As an employer, Edison valued practical, hands-on experience over formal education.
BERNIE CARLSON— Edison certainly hired his share of scientists. And those included Arthur Kennelly, who went on to become a famous scientist and professor at MIT; Reginald Fessenden, who was also an inventor in his own right who worked on the first applications of radio for broadcasting speech; and countless other very talented chemists and physicists. But the key people for Edison were craftsmen, skilled workers. … People with a great deal of knowledge of how to work with their hands, how to shape materials, and how to spot opportunities. These were the men who became the muckers.
NARRATOR— The video display nearby shows clips from the first experimental films at the West Orange lab. One brief clip from 1891 features an athlete juggling Indian clubs. He’s standing more or less where you are now. Edison’s mucker William Dickson, and his assistant, Charles Brown, worked here, in one of the partitioned laboratory rooms that ran along this side of the machine shop. Their job was to develop an invention that Edison named the “kinetoscope.”
BERNIE CARLSON— The kinetoscope began with an extraordinary idea in Edison’s mind. Why not make a machine that did for the eye what the phonograph did for the ear? … Edison thought that it would be most profitable if he made a machine that could be only used by one viewer at a time. What he called a “nickel in the slot” machine. Once he had the idea for the kinetoscope, Edison then picked one of his muckers, William K.L. Dickson, to run the project.

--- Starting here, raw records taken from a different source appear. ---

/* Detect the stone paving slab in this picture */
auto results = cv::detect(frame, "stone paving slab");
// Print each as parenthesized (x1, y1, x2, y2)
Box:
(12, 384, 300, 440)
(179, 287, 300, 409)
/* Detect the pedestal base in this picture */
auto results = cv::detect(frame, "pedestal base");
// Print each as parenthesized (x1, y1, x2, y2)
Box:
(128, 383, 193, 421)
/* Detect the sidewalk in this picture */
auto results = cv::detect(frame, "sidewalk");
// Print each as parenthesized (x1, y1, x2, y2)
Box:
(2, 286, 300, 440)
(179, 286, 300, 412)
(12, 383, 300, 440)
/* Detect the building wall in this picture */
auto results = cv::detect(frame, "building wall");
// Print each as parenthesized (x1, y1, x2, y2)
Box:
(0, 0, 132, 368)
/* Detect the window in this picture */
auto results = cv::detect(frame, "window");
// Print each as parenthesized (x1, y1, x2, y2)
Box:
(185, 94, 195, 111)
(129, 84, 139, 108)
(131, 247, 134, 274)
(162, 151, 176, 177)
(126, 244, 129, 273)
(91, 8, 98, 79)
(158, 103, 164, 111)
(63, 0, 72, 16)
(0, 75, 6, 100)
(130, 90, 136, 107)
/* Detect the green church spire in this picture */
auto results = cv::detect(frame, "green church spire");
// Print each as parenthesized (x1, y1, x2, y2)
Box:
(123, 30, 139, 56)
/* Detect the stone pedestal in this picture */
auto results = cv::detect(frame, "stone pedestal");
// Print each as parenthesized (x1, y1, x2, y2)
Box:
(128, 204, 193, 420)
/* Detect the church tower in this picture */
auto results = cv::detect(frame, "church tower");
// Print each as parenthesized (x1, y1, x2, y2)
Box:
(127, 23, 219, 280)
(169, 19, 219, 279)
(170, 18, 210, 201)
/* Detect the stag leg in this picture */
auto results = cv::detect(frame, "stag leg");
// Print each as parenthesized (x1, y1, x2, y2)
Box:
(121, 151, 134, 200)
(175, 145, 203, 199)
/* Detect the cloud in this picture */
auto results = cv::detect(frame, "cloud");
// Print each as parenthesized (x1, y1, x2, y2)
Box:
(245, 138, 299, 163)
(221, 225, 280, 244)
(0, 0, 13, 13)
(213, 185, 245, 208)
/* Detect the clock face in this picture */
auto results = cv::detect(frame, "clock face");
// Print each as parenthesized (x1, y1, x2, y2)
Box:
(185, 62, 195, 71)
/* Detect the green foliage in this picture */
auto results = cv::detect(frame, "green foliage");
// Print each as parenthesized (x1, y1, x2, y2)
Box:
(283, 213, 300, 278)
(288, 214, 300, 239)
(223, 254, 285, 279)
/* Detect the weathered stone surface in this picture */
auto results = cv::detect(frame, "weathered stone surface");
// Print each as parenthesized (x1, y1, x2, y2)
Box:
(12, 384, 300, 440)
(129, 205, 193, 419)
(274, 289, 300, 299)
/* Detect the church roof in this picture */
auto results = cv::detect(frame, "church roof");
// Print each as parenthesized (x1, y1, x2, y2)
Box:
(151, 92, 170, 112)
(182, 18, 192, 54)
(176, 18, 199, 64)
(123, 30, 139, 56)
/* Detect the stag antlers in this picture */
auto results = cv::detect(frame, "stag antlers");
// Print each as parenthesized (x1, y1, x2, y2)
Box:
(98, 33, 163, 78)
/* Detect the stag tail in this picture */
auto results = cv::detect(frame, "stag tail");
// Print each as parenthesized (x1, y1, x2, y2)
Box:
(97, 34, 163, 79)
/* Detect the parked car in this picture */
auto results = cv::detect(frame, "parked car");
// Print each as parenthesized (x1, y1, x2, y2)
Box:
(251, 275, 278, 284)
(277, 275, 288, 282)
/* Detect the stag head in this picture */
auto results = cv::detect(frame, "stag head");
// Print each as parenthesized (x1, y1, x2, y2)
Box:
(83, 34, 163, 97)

BERNIE CARLSON—Dickson decided that what he wanted to do was to take advantage of a series of stop-action slides, and to project those so that people could look at them as a group. Dickson went on to build a machine along these lines, and he showed it to Edison. And in its first film, it showed Dickson approaching the camera, raising his hat, and saying hello to Edison. … Edison took one look at this machine that Dickson had produced, and he rejected it. Basically, Edison rejected it because he didn’t want a projector. What he wanted was some sort of peep-show machine that people could look at, and view one person at a time. … These peep-show machines were a big success in penny arcades, and in particular, at the Chicago World’s Fair in 1893. The kinetoscope episode, then, illustrates how for Edison, invention meant not only getting the device right, but also keeping focused on a viable market strategy.